4. EMINT Herbsttagung: Startups, Verbundprojekt und Co.

VDMA EMINT

Am 11. September fand wieder das traditionelle Netzwerkevent, die Herbsttagung des EMINT Fachverbandes statt. Dieses Mal war der Gastgeber das Fraunhofer-Institut für Zuverlässigkeit und Mikrointegration (IZM). Wie immer stand der Austausch zwischen der Wirtschaft und der Wissenschaft im Fokus. Begleitet wurde die Veranstaltung vom 3. Startup-Event des Fachverbandes EMINT.

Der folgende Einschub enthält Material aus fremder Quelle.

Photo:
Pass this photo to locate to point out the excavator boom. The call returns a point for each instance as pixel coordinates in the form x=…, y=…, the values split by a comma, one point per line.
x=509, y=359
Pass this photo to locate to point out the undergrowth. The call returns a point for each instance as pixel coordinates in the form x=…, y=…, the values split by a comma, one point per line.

Nun schon zum vierten Mal trafen sich die Mitgliedsunternehmen des Fachverbandes EMINT und eingeladene Gäste zur EMINT-Herbsttagung. Als Gastgeber der Veranstaltung fungierte das Fraunhofer-Institut für Zuverlässigkeit und Mikrointegration IZM in Berlin.

Die Tagung
Neben der Vorstellung der Forschungsfabrik Mikroelektronik, bei der das IZM eines der elf Gründungsinstitute ist, erfuhren die rund 50 Teilnehmer in drei parallelen Sessions einiges über derzeitige Forschungsthemen und Trends aus den Bereichen der Elektronikproduktion, Mikrotechniken und der Photovoltaik. Darüber hinaus bot sich den Teilnehmern ein Einblick in die erstaunliche Welt der Medizin und wie die Nanotechnologie und die Elektronik diese zukünftig entscheidend prägen wird. Insgesamt bot sich den Teilnehmern neben den 15 Vorträgen genügend Gelegenheiten zu Netzwerken untereinander und den anwesenden Startups.

3. Startup-Event
Denn im Vorfeld der Herbsttagung fand das 3. Startup-Event des Fachverbandes EMINT statt. Vier innovative Startups hatten die Möglichkeit sich in der StartAFactory des Fraunhofer IZM den Teilnehmern in kurzen Pitches zur präsentieren und in der anschließenden Tabletop-Session ausführlicher ins Gespräch zu kommen. Aditive Manufacturing, kabellose Technologien für die Kommunikation für zeitkritische Industrietechnologien oder KI-basierte Geschäftsmodelle – den Teilnehmern bot sich ein interessanter Mix aus jungen und bereits etablierten Startups mit innovativen Lösungsansätzen für aktuelle und zukünftige Themen.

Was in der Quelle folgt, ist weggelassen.